Proses penentuan anggaran pendidikan belum sesuai dengan kebutuhan di masing-masing daerah.

JAKARTA - Anggaran pendidikan yang dialokasikan 20 persen dari Anggaran Pendapatan dan Belanja Negara (APBN) dinilai masih belum maksimal pengelolaannya sehingga tidak berdampak pada peningkatan kualitas pendidikan di Tanah Air. Hal ini disebabkan proses penentuan anggaran belum sesuai dengan kebutuhan di masing-masing daerah.

"Proses penganggaran dana pendidikan masih belum sesuai dengan kebutuhan sekolah. Yang terjadi selama ini adalah model top down atas kehendak atasan bukan bottom up yang berbasis kepada kebutuhan sekolah," kata Koordinator Nasional Jaringan Pemantau Pendidikan Indonesia (JPPI), Ubaid Matraji, kepada Koran Jakarta, di Jakarta, Rabu (14/8).

Ubaid menilai pengelolaan anggaran pendidikan cenderung tidak digunakan secara tepat sasaran. Selain itu, juga tidak terfokus pada permasalahan dan kebutuhan yang ada sehingga penggunaannya terkesan mubazir.

Sebagai contoh, ia menyebut banyak sekolah yang mendapatkan bantuan, tapi tidak berdasar pada proses pengajuan kebutuhan sekolah. Oleh karena itu, proses evaluasi dan pemetaan oleh pemerintah pusat dan daerah harus segera dilakukan. "Pemetaan atau evaluasi ini untuk melihat kebutuhan sekolah dalam rangka peningkatan kualitasnya. Jadi, fokusnya tergantung pada kondisi kualitas pendidikan di suatu daerah dan tidak bisa disamaratakan," ujarnya.
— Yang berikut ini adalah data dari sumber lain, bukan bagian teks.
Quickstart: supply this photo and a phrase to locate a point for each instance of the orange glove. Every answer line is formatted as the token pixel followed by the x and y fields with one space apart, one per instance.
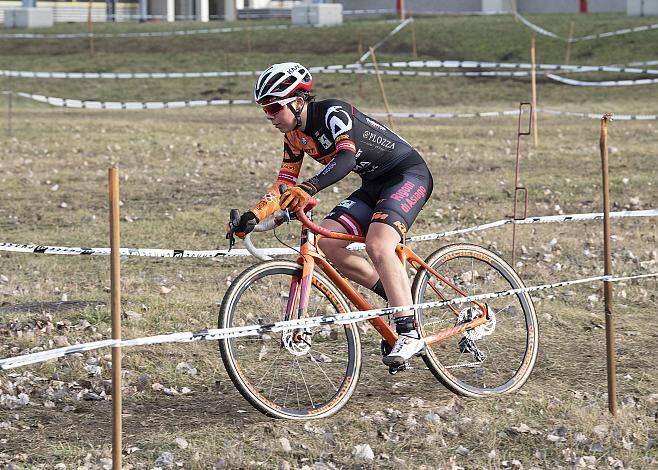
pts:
pixel 295 198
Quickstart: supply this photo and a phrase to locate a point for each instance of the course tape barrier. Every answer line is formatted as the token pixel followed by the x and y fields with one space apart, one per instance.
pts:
pixel 136 105
pixel 569 81
pixel 617 117
pixel 248 73
pixel 128 105
pixel 355 68
pixel 258 330
pixel 589 37
pixel 150 34
pixel 169 253
pixel 503 65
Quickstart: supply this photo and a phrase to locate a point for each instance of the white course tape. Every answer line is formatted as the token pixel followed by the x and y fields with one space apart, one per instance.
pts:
pixel 589 37
pixel 248 73
pixel 133 105
pixel 145 252
pixel 504 65
pixel 617 117
pixel 151 34
pixel 569 81
pixel 257 330
pixel 166 253
pixel 386 38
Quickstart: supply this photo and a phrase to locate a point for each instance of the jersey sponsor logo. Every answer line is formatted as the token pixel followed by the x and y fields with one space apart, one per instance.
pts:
pixel 292 69
pixel 409 200
pixel 375 124
pixel 364 167
pixel 337 121
pixel 329 167
pixel 379 140
pixel 346 145
pixel 401 227
pixel 326 143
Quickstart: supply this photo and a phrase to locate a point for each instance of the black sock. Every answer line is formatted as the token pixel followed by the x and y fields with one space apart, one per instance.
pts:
pixel 405 324
pixel 378 289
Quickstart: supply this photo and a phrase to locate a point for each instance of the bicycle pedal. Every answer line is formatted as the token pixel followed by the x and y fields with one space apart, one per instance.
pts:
pixel 399 368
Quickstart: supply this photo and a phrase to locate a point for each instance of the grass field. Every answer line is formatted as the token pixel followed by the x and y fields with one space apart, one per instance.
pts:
pixel 181 172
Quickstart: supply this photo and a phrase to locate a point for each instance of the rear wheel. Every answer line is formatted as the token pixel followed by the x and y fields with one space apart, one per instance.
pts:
pixel 294 374
pixel 494 358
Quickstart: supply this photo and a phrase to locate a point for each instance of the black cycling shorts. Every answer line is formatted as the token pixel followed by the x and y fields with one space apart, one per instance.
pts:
pixel 393 199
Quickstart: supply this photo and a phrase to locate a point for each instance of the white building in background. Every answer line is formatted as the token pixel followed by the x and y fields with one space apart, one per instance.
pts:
pixel 204 10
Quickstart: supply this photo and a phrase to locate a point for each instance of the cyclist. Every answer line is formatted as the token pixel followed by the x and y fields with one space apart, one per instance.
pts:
pixel 396 183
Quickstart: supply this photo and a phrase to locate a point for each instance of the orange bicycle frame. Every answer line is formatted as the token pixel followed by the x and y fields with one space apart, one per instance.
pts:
pixel 310 255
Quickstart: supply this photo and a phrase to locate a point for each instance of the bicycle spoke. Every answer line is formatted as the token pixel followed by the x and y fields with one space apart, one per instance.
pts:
pixel 486 358
pixel 299 376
Pada 2019, pemerintah telah menganggarkan dana pendidikan sejumlah 492,5 triliun rupiah atau 20 persen dari total APBN yang mencapai 2.461,1 triliun rupiah. Dana tersebut dikelola oleh banyak pemangku kebijakan seperti kementerian terkait maupun pemerintah daerah.

Di sisi lain, lanjutnya, tiap pemerintah daerah juga harus mempunyai political will terkait pembenahan sektor pendidikan. Selama ini masih banyak pemerintah daerah yang belum menganggarkan 20 persen dari Anggaran Pendapatan dan Belanja Daerah (APBD) sehingga menghambat peningkatan kualitas pendidikan.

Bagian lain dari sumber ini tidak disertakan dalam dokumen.